If you check http://www.irs.gov/uac/Compliance-&-Enforcement I do not find anything that describes their duties regarding full compliance and sharing information about known practices . We all know by now that FBAR is a compliance weapon a.k.a. revenue enhancer or call it OVDI extortion for minnows but I find this very strange that a government agency is permitted to enforce a statue on us the taxpayer regarding FBAR`s which exist since 1970 when nobody has anything legal up their sleeves regarding their duties . When expats provide 1040s were explicitly the IRS tax examiner sees the need to file an FBAR regardless if interest was reported or not but fails to do so – this is wrong and not just by the taxpayer.
@Mike
Great comment.
When it comes to the IRS and FBAR you should remember that the FBAR is under Title 31 and Taxes under Title 26. The IRS is now the administration/enforcement mechanism FBAR.
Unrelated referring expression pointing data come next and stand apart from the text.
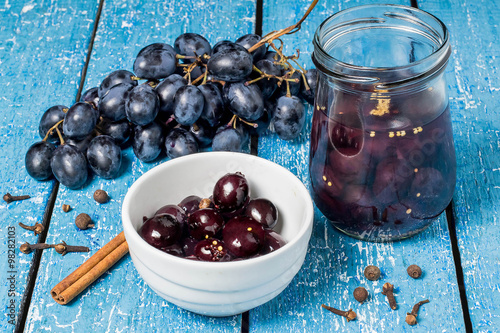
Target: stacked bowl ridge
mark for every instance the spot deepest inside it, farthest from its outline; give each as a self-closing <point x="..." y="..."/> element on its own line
<point x="218" y="288"/>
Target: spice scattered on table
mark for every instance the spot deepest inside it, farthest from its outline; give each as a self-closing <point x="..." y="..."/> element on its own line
<point x="37" y="228"/>
<point x="414" y="271"/>
<point x="360" y="294"/>
<point x="388" y="290"/>
<point x="372" y="273"/>
<point x="63" y="248"/>
<point x="83" y="221"/>
<point x="101" y="196"/>
<point x="27" y="248"/>
<point x="349" y="314"/>
<point x="411" y="318"/>
<point x="8" y="198"/>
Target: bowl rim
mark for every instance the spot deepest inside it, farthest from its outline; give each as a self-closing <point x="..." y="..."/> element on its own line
<point x="131" y="232"/>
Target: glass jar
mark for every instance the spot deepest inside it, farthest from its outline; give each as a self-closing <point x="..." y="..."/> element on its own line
<point x="382" y="160"/>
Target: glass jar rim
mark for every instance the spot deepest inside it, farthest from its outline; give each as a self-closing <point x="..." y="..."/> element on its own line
<point x="351" y="73"/>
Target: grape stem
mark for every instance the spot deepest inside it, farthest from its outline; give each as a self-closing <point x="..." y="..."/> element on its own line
<point x="290" y="30"/>
<point x="49" y="132"/>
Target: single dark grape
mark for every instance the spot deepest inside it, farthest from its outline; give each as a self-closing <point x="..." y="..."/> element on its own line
<point x="142" y="105"/>
<point x="213" y="106"/>
<point x="294" y="86"/>
<point x="160" y="231"/>
<point x="166" y="92"/>
<point x="227" y="138"/>
<point x="244" y="101"/>
<point x="268" y="85"/>
<point x="205" y="222"/>
<point x="91" y="96"/>
<point x="263" y="211"/>
<point x="69" y="166"/>
<point x="221" y="45"/>
<point x="188" y="105"/>
<point x="311" y="78"/>
<point x="231" y="191"/>
<point x="211" y="249"/>
<point x="148" y="141"/>
<point x="37" y="160"/>
<point x="174" y="249"/>
<point x="190" y="204"/>
<point x="243" y="236"/>
<point x="114" y="78"/>
<point x="104" y="156"/>
<point x="80" y="121"/>
<point x="272" y="56"/>
<point x="289" y="117"/>
<point x="180" y="142"/>
<point x="175" y="211"/>
<point x="82" y="144"/>
<point x="202" y="132"/>
<point x="191" y="44"/>
<point x="188" y="245"/>
<point x="49" y="118"/>
<point x="231" y="63"/>
<point x="391" y="181"/>
<point x="272" y="242"/>
<point x="120" y="130"/>
<point x="112" y="105"/>
<point x="155" y="61"/>
<point x="247" y="41"/>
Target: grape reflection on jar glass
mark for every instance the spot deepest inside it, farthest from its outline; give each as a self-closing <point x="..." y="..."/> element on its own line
<point x="178" y="99"/>
<point x="229" y="226"/>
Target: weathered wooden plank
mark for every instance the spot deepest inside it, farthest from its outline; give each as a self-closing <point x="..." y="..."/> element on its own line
<point x="335" y="263"/>
<point x="474" y="85"/>
<point x="42" y="51"/>
<point x="120" y="300"/>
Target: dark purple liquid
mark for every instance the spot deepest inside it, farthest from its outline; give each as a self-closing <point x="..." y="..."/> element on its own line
<point x="387" y="181"/>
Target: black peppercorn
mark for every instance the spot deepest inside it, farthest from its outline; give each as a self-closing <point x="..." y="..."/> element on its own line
<point x="372" y="273"/>
<point x="83" y="221"/>
<point x="101" y="196"/>
<point x="414" y="271"/>
<point x="360" y="294"/>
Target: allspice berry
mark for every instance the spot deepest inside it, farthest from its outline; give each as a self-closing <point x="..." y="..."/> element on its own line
<point x="372" y="273"/>
<point x="360" y="294"/>
<point x="414" y="271"/>
<point x="83" y="221"/>
<point x="101" y="196"/>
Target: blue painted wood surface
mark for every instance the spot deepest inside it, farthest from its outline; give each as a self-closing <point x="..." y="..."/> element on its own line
<point x="335" y="262"/>
<point x="474" y="85"/>
<point x="42" y="52"/>
<point x="120" y="300"/>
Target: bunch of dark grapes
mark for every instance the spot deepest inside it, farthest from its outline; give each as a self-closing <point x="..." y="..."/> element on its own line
<point x="178" y="100"/>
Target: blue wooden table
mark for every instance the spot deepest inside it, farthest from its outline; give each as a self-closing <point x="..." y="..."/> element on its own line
<point x="50" y="51"/>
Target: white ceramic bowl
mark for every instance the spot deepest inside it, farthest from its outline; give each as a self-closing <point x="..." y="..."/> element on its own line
<point x="218" y="288"/>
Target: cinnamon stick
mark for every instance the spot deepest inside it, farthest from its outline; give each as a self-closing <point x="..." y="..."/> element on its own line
<point x="90" y="270"/>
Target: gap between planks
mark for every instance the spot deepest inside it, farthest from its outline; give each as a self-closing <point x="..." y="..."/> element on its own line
<point x="35" y="262"/>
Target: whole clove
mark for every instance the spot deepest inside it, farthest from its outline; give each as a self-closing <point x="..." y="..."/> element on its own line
<point x="28" y="248"/>
<point x="411" y="318"/>
<point x="388" y="290"/>
<point x="349" y="314"/>
<point x="37" y="228"/>
<point x="8" y="198"/>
This may explain by NOT excuse the fact that many U.S. citizens abroad in their efforts to be tax compliant:
1. Filed returns making it very clear that the taxpayer had foreign accounts;
2. Checked off no on schedule B or did not check off anything.
3. Were never told by anyone (including professional tax professionals) that filing an FBAR was a legal requirement.
The problems started with Shulman. Basically the whole situation is so unfair and idiotic that it is impossible to take seriously anymore. But that I mean:
1. This is the way the U.S. is.
2. Accept it or renounce.
It’s really that simple. The truly painful thing this that the realization that when it comes to “Form Nation” the rest of the world is right. Those U.S. citizens abroad who continued to be loyal/patriotic Americans have been duped. The rest of the world is right.
Interesting thing is that the American people are fundamentally good and just. The government is anything but.
The best investment that any young person could make in their future is to renounce at the earliest opportunity. It is simply impossible to be in compliance with all their laws.
Here is Jack Townsends coverage of the subject of this thread
Required Records Subpoenas Enforced (2/20/13)
@USCitizenabroad- I agree completely with what you say with regards to young people renouncing as early as is possible. I even said that same thing on this blog last year. However no sooner had I posted that recommendation than I got taken out to the woodshed for trying to tell young and easily influenced young people what they should do on this important issue.
The trick is to renounce before you turn 18 1/2 because if you do it before then you will not have to file any U.S. tax returns.